Using dbt to manage user defined functions (Redshift)


#1

Our dbt project uses some user defined functions (UDFs).
In the past, I’ve created these UDFs in my SQL console as the superuser, however this isn’t ideal as:

  • The code was not surfaced as part of our dbt project, so it’s unclear what the UDF does
  • There was no version control on the UDFs if we needed to update them
  • And we weren’t maintaining separate development/production versions of the UDFs .

So I decided to put them into our dbt project, using this process:

  1. Created a subdirectory, just to keep things tidy: macros/udfs/
  2. Created a file for each udf, e.g. macros/udfs/f_future_date.sql (below). Note that each of my UDFs is prefixed with f_, as recommended in the Redshift documentation.
{% macro f_future_date() %}
CREATE OR REPLACE FUNCTION {{target.schema}}.f_future_date()
RETURNS TIMESTAMP
IMMUTABLE AS $$
SELECT '2100-01-01'::TIMESTAMP;
$$ LANGUAGE sql
{% endmacro %}
  1. Created a macro called macros/create_udfs.sql which calls each UDF macro. Note separation with ;s. Also, note the inclusion of a create schema statement – since the target schema is created after on-run-start hooks, and I’ve used the target schema in my UDFs, I have to create that schema if it doesn’t exist.
{% macro create_udfs() %}

create schema if not exists {{target.schema}};

{{f_list_custom_keys()}};

{{f_count_custom_keys()}};

{{f_future_date()}}

{% endmacro %}
  1. Added an on-run-start hook to my project
on-run-start:
    - '{{create_udfs()}}'
  1. Updated the references to UDFs in my models to use the schema-versions, e.g.
SELECT
{{target.schema}}.F_FUTURE_DATE()

Other quirks I ran into when doing this were:

  1. As the superuser, I had to grant permission to users to create python udfs:
-- as your superuser
GRANT USAGE ON LANGUAGE PLPYTHONU TO userA;
  1. I had to use schemas because users cannot edit each others’ UDFs (i.e. if userA creates the UDF, and userB runs the CREATE OR REPLACE FUNCTION statement, a “must be owner of function” error will occur). Using schemas means you are creating distinct UDFs* so won’t hit this issue. I would recommend using schemas anyway to maintain separate dev/production UDFs

* Assuming each Redshift user profile used by dbt has a distinct target schema.

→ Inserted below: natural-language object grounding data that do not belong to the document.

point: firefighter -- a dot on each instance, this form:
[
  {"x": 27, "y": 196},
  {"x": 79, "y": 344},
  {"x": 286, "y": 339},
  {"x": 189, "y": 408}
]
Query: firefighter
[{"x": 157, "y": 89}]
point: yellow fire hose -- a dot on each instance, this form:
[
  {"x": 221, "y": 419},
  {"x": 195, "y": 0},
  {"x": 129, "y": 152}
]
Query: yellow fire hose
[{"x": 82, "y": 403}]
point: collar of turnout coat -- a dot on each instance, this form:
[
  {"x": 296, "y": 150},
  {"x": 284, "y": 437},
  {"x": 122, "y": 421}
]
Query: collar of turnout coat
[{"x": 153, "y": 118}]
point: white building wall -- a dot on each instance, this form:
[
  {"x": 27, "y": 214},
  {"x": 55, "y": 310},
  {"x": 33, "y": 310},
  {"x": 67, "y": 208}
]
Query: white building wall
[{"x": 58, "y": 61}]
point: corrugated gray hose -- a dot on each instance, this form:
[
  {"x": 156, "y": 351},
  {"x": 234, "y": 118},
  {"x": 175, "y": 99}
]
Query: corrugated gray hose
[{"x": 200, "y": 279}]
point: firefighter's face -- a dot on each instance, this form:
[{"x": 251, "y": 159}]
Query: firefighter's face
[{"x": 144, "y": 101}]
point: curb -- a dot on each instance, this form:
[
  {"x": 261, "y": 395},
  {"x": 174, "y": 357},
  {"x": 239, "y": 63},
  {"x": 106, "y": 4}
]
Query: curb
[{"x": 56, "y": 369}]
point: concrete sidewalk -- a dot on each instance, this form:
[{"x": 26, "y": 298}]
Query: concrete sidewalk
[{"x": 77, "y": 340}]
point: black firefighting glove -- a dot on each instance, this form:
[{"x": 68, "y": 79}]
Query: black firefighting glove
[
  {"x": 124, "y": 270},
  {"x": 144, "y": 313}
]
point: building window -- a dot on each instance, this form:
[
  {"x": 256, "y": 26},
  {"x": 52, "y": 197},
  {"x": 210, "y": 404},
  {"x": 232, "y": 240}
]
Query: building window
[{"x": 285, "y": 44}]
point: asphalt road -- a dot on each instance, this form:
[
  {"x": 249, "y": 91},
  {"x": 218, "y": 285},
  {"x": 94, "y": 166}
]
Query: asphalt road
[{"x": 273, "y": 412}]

How to Create a Series of Python UDFs for Parsing User Agents in Redshift
#2

I like it! I think I’ll break up my GA post-processing code (which includes a BigQuery javascript UDF) to move the UDFs out like this to keep things appropriately modular.


#3

@claire So, I think this might be a stupid question, but why use UDFs instead of macros within dbt?


#4

Not a stupid question at all!
I use UDFs when I need to use python to solve a problem that SQL (or Jinja) can’t.
For example, one of our data sources has values stored in JSON keys (🤦), like so:

json
{“known_key”: true, “custom text”: true, “more custom text”: true}
{“known_key”: true, “even more custom text”: true}

I instead wanted my data like so:

custom_keys
[“custom text”, “more custom text”]
[“even more custom text”]

I can’t think of how Redshift SQL or Jinja would be able to do the above.
But it’s an easy problem to solve using the json python package, so I wrapped it up in a UDF.


#5

@claire Thanks so much for this post! Great tutorial. Depending on your Redshift config, you may also have to grant permissions to execute the functions you create. I do this with a macro in the post-hook:

{% for u in user_list %}
  {% for s in schema_list %}
    grant execute on all functions in schema {{ s }} to {{ u }} ;
  {% endfor %}
{% endfor %}

#6

@claire Are you recreating your production schema every time? If not, I can see 2 issues with this approach.

  1. If you change the number of arguments your UDF receives, you will end up with 2 functions with the same name but different arguments (redshift supports method overloading). Not sure this is always the wanted result.
  2. If you change the returned type, I believe you will get an error when running the script.

Regards,
Zeev


#7

Hey @zeevs
Yup, you’re totally right! A significant change in the function is going to break the macro.

I think I played around with including a DROP FUNCTION statement in my macro, but if the arguments change, then the statement would return an error (since you’d be trying to DROP a function with different arguments to the one that currently exists).

So I chose that in that case I’d handle it manually. Not perfect, but also not a common scenario thankfully :slight_smile:

I think best practice here is to drop your production schema regularly, but that’s not something that I’ve implemented


#8

I guess you could get the definition of all existing udfs from redshift’s internal tables and drop all existing udfs, and then run clean create statements for what you need.